Le cinéaste tunisien Ridha Behi a appris à son départ de l’aéroport de Tunis-Carthage, qu’il est condamné à une peine de 5 ans de prison. Il devait s’envoler pour Malmö, en Suède, pour participer au Festival du film arabe de cette ville du nord de l’Europe en tant que membre du jury.

Ridha Behi vient de publier aujourd’hui 7 octobre 2019 sur sa page Facebook, un post sous le titre « Malmö ou la prison de Gorjani » où il relate la mésaventure qu’il a vécue récemment, et que nous reproduisons ci-dessous.  

«J’arrive à l’aéroport de Carthage le jeudi à minuit, direction Malmö via Francfort et Copenhague où je suis attendu comme membre du jury au festival de Malmö…Je rencontre à l’aéroport de Carthage la critique Neila Massir Driss, l’acteur Med Ali Ben Jemaa et l’attachée de presse Karima Oueslati.

Je tends mes papiers au policier des frontières

– Le policier : Nous avons un problème Si Ridha, vous êtes recherché car vous êtes condamné à 5 ans de prison.

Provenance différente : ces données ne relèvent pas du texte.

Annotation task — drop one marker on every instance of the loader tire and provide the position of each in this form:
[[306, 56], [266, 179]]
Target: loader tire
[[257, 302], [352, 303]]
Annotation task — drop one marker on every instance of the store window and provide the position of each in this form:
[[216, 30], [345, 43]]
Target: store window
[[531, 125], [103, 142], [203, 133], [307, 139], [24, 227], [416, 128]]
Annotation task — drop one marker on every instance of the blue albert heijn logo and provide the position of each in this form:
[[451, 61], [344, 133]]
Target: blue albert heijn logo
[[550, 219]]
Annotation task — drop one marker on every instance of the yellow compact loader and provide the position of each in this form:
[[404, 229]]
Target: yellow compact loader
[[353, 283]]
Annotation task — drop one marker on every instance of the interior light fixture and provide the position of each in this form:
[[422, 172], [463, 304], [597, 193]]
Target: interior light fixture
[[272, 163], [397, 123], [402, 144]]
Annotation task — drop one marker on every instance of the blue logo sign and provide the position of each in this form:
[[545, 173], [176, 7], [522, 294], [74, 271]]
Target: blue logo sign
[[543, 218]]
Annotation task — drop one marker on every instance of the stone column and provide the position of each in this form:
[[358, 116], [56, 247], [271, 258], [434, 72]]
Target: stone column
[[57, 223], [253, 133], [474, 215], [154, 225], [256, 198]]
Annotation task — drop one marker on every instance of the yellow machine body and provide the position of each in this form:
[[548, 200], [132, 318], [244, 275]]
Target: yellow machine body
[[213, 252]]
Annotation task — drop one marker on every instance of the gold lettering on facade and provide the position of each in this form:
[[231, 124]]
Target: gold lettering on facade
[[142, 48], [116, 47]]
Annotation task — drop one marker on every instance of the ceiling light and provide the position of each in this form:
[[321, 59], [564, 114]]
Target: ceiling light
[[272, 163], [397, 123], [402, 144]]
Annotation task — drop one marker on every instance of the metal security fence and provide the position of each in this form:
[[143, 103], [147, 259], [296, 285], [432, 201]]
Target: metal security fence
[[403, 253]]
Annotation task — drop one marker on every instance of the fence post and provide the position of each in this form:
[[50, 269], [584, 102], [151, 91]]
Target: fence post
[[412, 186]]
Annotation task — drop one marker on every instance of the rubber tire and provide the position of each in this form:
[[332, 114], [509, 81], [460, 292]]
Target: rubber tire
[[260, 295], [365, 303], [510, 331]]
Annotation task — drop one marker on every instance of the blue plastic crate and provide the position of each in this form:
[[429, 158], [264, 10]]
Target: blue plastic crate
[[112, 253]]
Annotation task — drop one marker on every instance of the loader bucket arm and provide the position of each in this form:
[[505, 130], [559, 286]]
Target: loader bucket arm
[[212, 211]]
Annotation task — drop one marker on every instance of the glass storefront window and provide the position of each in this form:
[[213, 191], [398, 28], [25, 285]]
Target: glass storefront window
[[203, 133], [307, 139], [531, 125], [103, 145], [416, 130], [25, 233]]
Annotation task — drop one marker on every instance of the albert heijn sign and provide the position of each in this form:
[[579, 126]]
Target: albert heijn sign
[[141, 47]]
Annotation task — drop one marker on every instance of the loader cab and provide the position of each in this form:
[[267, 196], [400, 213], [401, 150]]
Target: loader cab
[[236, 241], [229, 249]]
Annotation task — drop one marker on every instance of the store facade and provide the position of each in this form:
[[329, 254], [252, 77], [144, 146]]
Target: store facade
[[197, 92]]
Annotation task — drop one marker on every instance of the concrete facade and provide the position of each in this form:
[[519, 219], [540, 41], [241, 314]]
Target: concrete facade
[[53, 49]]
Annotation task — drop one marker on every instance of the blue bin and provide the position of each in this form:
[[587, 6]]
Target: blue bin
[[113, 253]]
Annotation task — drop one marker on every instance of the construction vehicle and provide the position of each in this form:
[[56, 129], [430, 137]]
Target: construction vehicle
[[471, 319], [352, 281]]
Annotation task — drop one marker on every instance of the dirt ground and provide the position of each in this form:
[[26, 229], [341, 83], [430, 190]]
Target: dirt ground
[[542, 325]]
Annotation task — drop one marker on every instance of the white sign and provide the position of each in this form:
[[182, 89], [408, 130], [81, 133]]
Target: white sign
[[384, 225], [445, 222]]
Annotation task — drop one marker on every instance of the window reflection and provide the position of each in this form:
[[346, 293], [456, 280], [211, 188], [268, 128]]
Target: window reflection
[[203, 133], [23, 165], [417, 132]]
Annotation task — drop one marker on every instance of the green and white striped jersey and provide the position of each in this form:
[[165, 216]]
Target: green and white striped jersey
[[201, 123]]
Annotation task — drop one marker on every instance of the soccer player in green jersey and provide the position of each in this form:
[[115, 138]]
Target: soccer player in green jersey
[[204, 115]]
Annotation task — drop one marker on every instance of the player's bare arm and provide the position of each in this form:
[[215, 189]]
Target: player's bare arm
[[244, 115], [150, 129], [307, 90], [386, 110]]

– Moi (amusé ou presque ) : certainement une erreur

– Le policier : l’ordinateur ne se trompe jamais…votre père s’appelle Hmida et votre maman Beya, n’est-ce pas ?

– Moi : oui

– Le policier : vous êtes né le 7 aout… à Kairouan et le numéro de votre carte d’identité est 0540…

– Moi : effectivement

– Le policier : suivez- moi

Pas encore inquiet, je descends des escaliers derrière le policier laissant les salles lumineuses et bruyantes vers des lieux de plus en plus sombres, lourds et accablants…je traverse des couloirs silencieux éclairés par les tubes néon . Les bureaux sont vides avec des ordinateurs éteints..

Un sentiment étrange m’envahit : Il suffit d’un seul étage plus bas pour que le monde bascule.

Dans le bureau de l’agent principal, je réalise que l’affaire est sérieuse.

– L’agent principal : tu dois téléphoner à quelqu’un ou à ton avocat parce qu’on va t’envoyer aux locaux de Gorjani et demain matin tu iras au tribunal pour régler ta situation et faire un appel du jugement…
Je suis en plein cauchemar. Après quelques tentatives au téléphone, je réussis à avoir deux amis Imad B et Ali B qui s’est déplacé…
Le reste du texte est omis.